At the risk of being ridiculed by people who know a lot more about economics than I do, I am going to attempt to frame this situation in the classic case of supply and demand. To defend myself, I am going to quote from Investopedia and the work of economist Adam Smith. "The law of demand states that, if all other factors remain equal, the higher the price of a good, the less people will demand that good. In other words, the higher the price, the lower the quantity demanded. As a result, people will naturally avoid buying a product that will force them to forgo the consumption of something else they value more." This explains why price increases in our industry are usually accompanied by customer traffic decreases, often of a similar magnitude. The net result is that sales often remain essentially the same after a price increase, but the percentage margins on the income statement look better.
"The law of supply demonstrates the quantities that will be sold at a certain price. The higher the price, the higher the quantity supplied. Producers supply more at a higher price because selling a higher quantity at a higher price increases revenue." In our industry this usually translates into unit expansion to capitalize on improved economics. When we can’t get the prices we want we slow down our expansion.

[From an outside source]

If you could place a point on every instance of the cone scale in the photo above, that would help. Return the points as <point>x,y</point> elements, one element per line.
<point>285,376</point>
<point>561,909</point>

"When supply and demand are equal, the economy is said to be at equilibrium. At this point, everyone is satisfied with the current economic condition." Our industry has had many periods like this, however, this is not one of them. Our customers are having to choose between filling up their gas tanks and getting a cheeseburger at a restaurant. There is no relationship between our cost pressures, and the desire of a customer to understand and pay increased menu prices. When the increases come two or even three times a year, many customers have to make changes in their buying behavior.
Back to the original question: to price or not to price? There is no clear answer among the various chains that I follow. If you are a public company you might be more willing to forego customer traffic in exchange for margin protection. If you are a private company you might be more focused on the dollars on your P&L instead of the percentages. Just be clear about one thing. Our need to cover our costs does not translate into a free pass for a price increase from the customer. They have their own cost pressures to cover.
One thing is for sure. If you are not executing at very high levels you will find your customers walking down the block, whether you raise your prices or not. To price or not to price? That is a very tricky question.